Namibia’s anti-corruption legislation dates back prior to its independence in 1990. The Prevention of Corruption Ordinance, 1928 (Ordinance No. 2 of 1928), was enacted to better prevent corruption. It came into force on 12 June 1928 and was repealed by the Anti-Corruption Act, 2003 (Act No. 8 of 2003), that became operative on 15 April 2005. The Prevention of Corruption Ordinance, 1928, was enforced by the Police. In addition, the Namibian Parliament thought it fit to pass the Ombudsman Act, 1990 (Act No. 7 of 1990), that established the Ombudsman and empowered the Ombudsman to, amongst others, investigate corruption.

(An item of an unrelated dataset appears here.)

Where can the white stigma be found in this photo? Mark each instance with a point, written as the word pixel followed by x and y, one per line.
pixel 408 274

However, there were periodic incidences of corruption and maladministration and the fear was that these could become more frequent. Namibia as a young nation engaged in the complex process of nation-building could ill afford this. The Government therefore opted to take further initiatives in favour of good governance, greater accountability, transparency and cooperation in combating corruption. One such initiative was the establishment during 1997 of an Ad Hoc Committee on the Promotion of Ethics under the Chairmanship of the then Right Honourable Prime Minister, Hage Geingob, which had terms of reference set by the Cabinet. Initiatives such as these eventually led to the passing of the Anti-Corruption Act, 2003, that established the Anti-Corruption Commission as Namibia’s leading authority in the fight against corruption.

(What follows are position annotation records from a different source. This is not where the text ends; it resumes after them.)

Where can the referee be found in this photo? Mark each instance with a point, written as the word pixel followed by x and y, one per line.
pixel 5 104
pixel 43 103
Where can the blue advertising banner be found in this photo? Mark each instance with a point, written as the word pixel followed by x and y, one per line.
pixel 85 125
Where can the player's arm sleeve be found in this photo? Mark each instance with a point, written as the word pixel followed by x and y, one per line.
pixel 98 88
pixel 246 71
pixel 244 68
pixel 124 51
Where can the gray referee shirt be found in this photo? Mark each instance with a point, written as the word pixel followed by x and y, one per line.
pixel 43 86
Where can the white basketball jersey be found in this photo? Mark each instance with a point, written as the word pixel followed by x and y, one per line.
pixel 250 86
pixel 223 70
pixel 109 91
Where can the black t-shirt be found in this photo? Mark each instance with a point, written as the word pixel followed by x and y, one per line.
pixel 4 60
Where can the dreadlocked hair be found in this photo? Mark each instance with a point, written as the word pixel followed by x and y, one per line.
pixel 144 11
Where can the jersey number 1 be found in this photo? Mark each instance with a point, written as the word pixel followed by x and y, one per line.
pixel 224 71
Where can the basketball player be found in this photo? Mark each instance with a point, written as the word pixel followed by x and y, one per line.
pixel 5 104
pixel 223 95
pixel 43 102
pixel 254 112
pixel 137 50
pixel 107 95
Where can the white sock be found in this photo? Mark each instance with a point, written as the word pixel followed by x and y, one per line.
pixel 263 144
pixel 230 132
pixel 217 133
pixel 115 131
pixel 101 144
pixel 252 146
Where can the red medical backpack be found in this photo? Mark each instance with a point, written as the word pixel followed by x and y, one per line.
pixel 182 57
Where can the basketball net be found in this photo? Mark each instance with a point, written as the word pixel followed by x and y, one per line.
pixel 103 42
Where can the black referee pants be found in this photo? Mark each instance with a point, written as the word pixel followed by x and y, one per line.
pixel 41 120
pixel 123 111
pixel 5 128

The first Director and Deputy Director of the Commission were nominated by the Head of State and appointed by the National Assembly on 9 November 2005. Upon formally assuming office on 1 January 2006 they embarked on a campaign to recruit the investigating officers and support staff of the Commission.
The initial staff complement of the Commission consisted of 32 staff members. During 2008 a new staff complement of 49 was approved. The Commission intends to fill these newly created posts during 2009 to ensure improved service delivery to the public.